A language may have a list of Keywords that are used as special tokens inside the language: begin, end, void, for etc. These keywords are usually highlighted in smart editors. In some cases some of these kewords may be RESERVED - meaning that they cannot be used as variable names (identifiers). Other, non-reserved symbols CAN be used as identifiers. So scanner can reliably recognize only reserved words, and change token's term to symbol from identifier. But non-reserved words can be recognized as keyword/identifier only by Parser using the surrounding context.
In Irony currently we have only Keywords which is kinda both, and this is the source of troubles. I'm still thinking about how to fix it properly, most likely to introduce two collections for keywords and reserved words, and to fix reserved ones in scanner.
That's what you can do for now.
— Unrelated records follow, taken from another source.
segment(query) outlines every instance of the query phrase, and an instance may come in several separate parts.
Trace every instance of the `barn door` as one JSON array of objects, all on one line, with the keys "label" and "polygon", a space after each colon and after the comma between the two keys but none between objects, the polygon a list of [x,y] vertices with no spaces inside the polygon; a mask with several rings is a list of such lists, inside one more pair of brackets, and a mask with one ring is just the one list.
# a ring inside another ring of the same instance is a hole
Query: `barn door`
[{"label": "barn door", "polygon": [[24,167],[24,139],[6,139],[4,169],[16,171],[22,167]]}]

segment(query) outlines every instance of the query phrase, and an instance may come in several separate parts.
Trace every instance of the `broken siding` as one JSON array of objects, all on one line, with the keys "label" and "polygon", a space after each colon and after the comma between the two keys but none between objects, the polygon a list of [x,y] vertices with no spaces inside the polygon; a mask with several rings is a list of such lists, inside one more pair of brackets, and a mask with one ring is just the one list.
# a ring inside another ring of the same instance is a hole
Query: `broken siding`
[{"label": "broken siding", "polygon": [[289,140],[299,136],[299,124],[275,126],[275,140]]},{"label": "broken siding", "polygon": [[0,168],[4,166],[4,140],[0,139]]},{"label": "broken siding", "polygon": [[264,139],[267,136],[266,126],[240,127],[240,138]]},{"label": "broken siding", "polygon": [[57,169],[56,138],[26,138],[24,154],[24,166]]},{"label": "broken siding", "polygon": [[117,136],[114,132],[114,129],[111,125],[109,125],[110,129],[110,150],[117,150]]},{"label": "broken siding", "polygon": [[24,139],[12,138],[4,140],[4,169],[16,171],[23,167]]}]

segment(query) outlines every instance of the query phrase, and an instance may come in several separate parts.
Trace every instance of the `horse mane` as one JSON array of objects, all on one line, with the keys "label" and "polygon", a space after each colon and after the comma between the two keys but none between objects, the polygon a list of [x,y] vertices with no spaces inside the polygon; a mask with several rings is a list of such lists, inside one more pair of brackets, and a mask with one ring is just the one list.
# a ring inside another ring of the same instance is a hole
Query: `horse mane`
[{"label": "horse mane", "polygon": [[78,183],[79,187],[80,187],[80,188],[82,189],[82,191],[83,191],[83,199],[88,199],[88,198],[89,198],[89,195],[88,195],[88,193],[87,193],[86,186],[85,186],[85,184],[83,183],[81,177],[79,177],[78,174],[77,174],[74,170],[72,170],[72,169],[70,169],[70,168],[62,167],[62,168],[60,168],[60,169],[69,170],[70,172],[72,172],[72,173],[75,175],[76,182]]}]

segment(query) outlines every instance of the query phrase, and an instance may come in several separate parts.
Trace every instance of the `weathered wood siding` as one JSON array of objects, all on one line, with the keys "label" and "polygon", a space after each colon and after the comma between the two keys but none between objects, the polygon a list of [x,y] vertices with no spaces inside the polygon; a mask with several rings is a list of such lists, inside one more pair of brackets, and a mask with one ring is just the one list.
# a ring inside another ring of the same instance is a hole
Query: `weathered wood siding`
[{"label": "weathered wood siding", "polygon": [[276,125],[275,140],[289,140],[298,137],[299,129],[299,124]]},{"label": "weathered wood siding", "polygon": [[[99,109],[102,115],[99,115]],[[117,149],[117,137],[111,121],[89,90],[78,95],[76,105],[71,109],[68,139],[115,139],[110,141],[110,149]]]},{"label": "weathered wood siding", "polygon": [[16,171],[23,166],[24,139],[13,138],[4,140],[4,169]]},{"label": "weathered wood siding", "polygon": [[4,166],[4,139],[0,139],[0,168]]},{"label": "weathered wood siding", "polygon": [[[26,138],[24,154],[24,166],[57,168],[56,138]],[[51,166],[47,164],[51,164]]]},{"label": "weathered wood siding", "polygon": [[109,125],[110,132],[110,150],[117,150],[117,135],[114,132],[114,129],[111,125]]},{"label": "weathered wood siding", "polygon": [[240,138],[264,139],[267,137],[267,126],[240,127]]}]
In the code you suggest, you should probably match token text against reserved words, and change token's term to symbol only if it reserved word.
Jan 23, 2009 at 6:38 PM
I think I understand.  I added a reserved stringset along side of the keywords stringset in the grammar class.  So my change in the scanner now looks this way.

//If we have normal token then return it
if (result != null && !result.IsError()) {   
  //restore position to point after the result token   
  _source.Position = _source.TokenStart.Position + result.Length;    
  if(Data.Grammar.Reserved.Contains(result.Text))
  {
    result.SetTerm(SymbolTerminal.GetSymbol(result.Text));    
  }
  return result;
}
Feb 10, 2009 at 7:46 PM
I have posted an article on Code Project titled Writing your first Visual Studio Language Service.  It covers the basics of what I have been able to accomplish in integrating Irony and Visual Studio.  I will try and do a part 2 that will cover advanced intellisense(user defined types, referenced libraries, etc.) and traversing the AST.
Coordinator
Feb 11, 2009 at 5:53 PM
This is great news! Thank you for sharing this!